O DIREITO DE RESGATE DAS PROPRIEDADES
“A terra não será vendida perpetuamente, pois a terra me pertence e vós sois para mim estrangeiros e hóspedes. Para toda a propriedade que possuirdes, estabelecereis o direito de resgate para a terra” (Lv 25,23-24).
O mesmo texto que afirma a propriedade de Deus sobre a terra e motiva a interdição de vendê-la para sempre prevê uma prática para recuperar a terra, em caso de endividamento. Com isso, a propriedade não é vendida definitivamente, mas por período determinado. Caso o vendedor não possa resgatar a sua posse, essa será devolvida no ano do jubileu. Isso significa que a cada cinquenta anos todas as propriedades voltam para os seus proprietários originais.
A noção de posse provisória já é cantada na prece do Salmista: “Ouve a minha prece, Senhor... Pois sou forasteiro junto a ti, inquilino como todos os meus pais” (Sl 39,13). E o profeta Jeremias recordará o ideal da vida nômade: “Durante toda a vossa vida habitareis em tendas, para que vivais longos dias na terra em que residis” (Jr 35,7). O primo de Jeremias, Hanameel, lhe propõe: “Compra o meu campo de Anatot, no território de Benjamim, porque tu tens o direito à herança e o direito de resgate, compra-o” (Jr 32,8).
A história de Rute ilustra muito bem essa realidade, quando Booz resgata o terreno do falecido esposo de Noemi (Rt 4,1-11) (IBAÑEZ ARANA, 1974).
A noção de resgate passou para o Novo Testamento aplicada normalmente a Jesus, o Filho do Homem, que “não veio para ser servido, mas para servir e dar sua vida como resgate por muitos” (Mt 20,28). Como quem paga o resgate, num mercado de escravos, assim “Cristo nos resgatou da maldição da Lei tornando-se maldição por nós” (Gl 3,13).
A conclusão do assunto se impõe. Ao ler a Bíblia na ótica do direito à terra como
direito à vida, essa realidade salta aos olhos a cada página. Terra é realidade, é presença, e é
símbolo. Existe uma conaturalidade entre ser humano e terra fértil. O ser humano (’adam) é
feito da terra (’adamah) (Gn 2,7), e recebe a missão de cultivar a terra, “até que retornes ao
solo (’adamah), pois dele foste tirado” (Gn 3,19).

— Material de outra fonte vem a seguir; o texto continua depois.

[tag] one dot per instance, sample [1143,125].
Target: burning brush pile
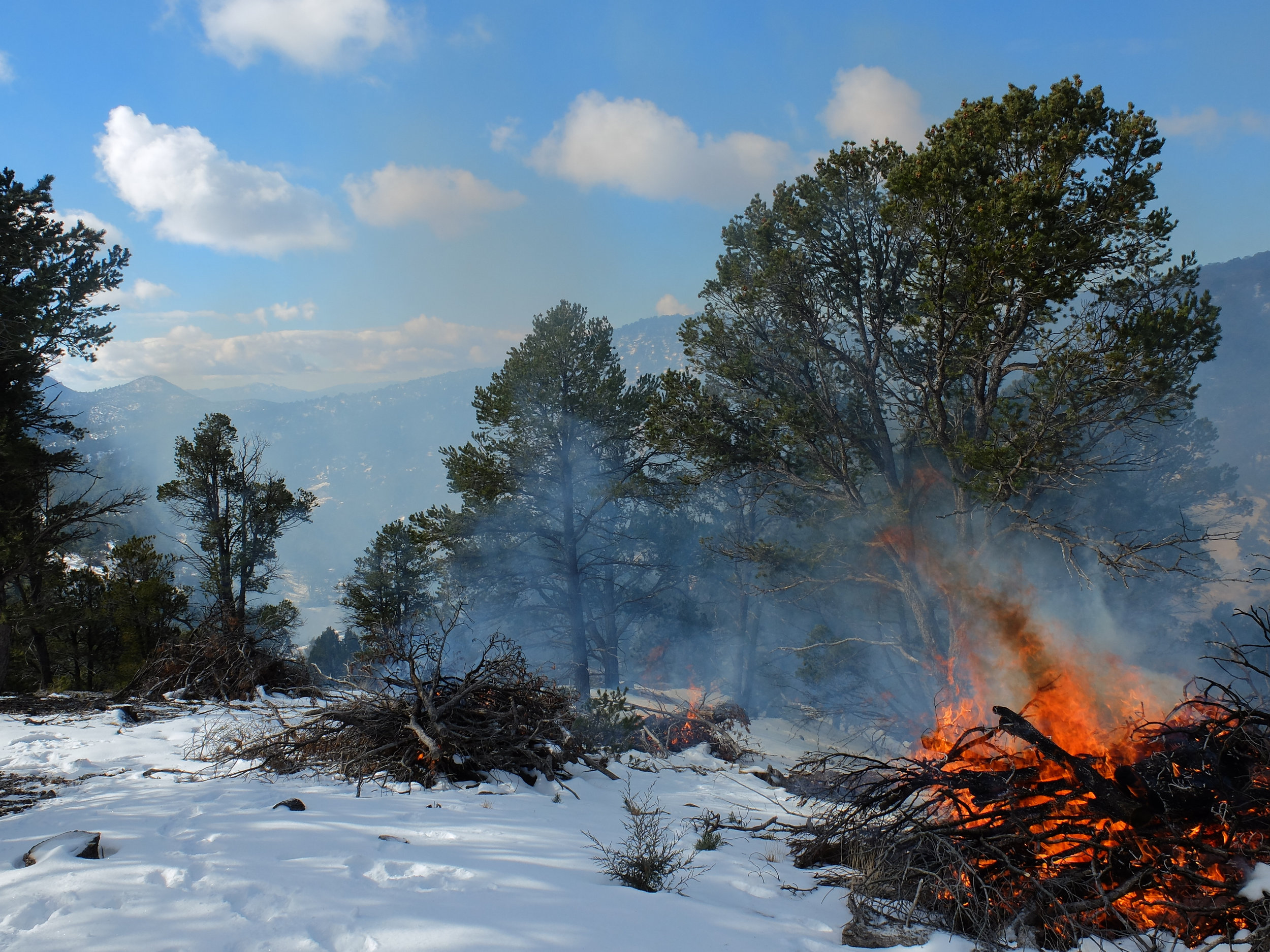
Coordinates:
[1042,831]
[671,728]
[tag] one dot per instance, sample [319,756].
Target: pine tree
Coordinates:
[558,446]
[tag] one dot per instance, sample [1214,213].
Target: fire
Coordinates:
[1089,776]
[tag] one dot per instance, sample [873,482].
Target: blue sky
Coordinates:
[328,191]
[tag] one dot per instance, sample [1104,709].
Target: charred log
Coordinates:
[1009,838]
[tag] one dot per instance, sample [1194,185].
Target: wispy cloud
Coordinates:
[501,138]
[140,293]
[670,304]
[474,34]
[634,146]
[316,35]
[1210,126]
[451,201]
[189,356]
[206,199]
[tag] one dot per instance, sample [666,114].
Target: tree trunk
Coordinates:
[6,645]
[573,587]
[742,626]
[613,676]
[751,648]
[42,659]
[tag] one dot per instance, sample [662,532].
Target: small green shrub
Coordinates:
[708,841]
[649,859]
[609,724]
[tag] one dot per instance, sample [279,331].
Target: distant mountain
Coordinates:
[1235,389]
[374,456]
[277,394]
[649,346]
[370,456]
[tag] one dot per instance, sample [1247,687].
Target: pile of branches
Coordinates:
[1010,838]
[22,791]
[417,720]
[669,730]
[221,666]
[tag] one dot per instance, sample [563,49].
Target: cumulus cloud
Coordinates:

Essa relação estreita entre ser humano e terra assegura o bem viver da mulher e do
homem. Mas garante, igualmente, o bem-estar da natureza toda, especialmente dos animais,
que usufruem desse equilíbrio. Tudo isso se realiza em vista da convivência justa e igualitária.
O conceito bíblico de distribuição da terra parece um ideal maravilhoso. Quem
sabe nunca tenha se realizado plenamente, nalgum momento da história. Mas permanece
como um ideal a ser perseguido. Propõe conceitos novos e desafiadores. Por isso, serve de
inspiração para todas as épocas e para todos os lugares, especialmente para os dias atuais.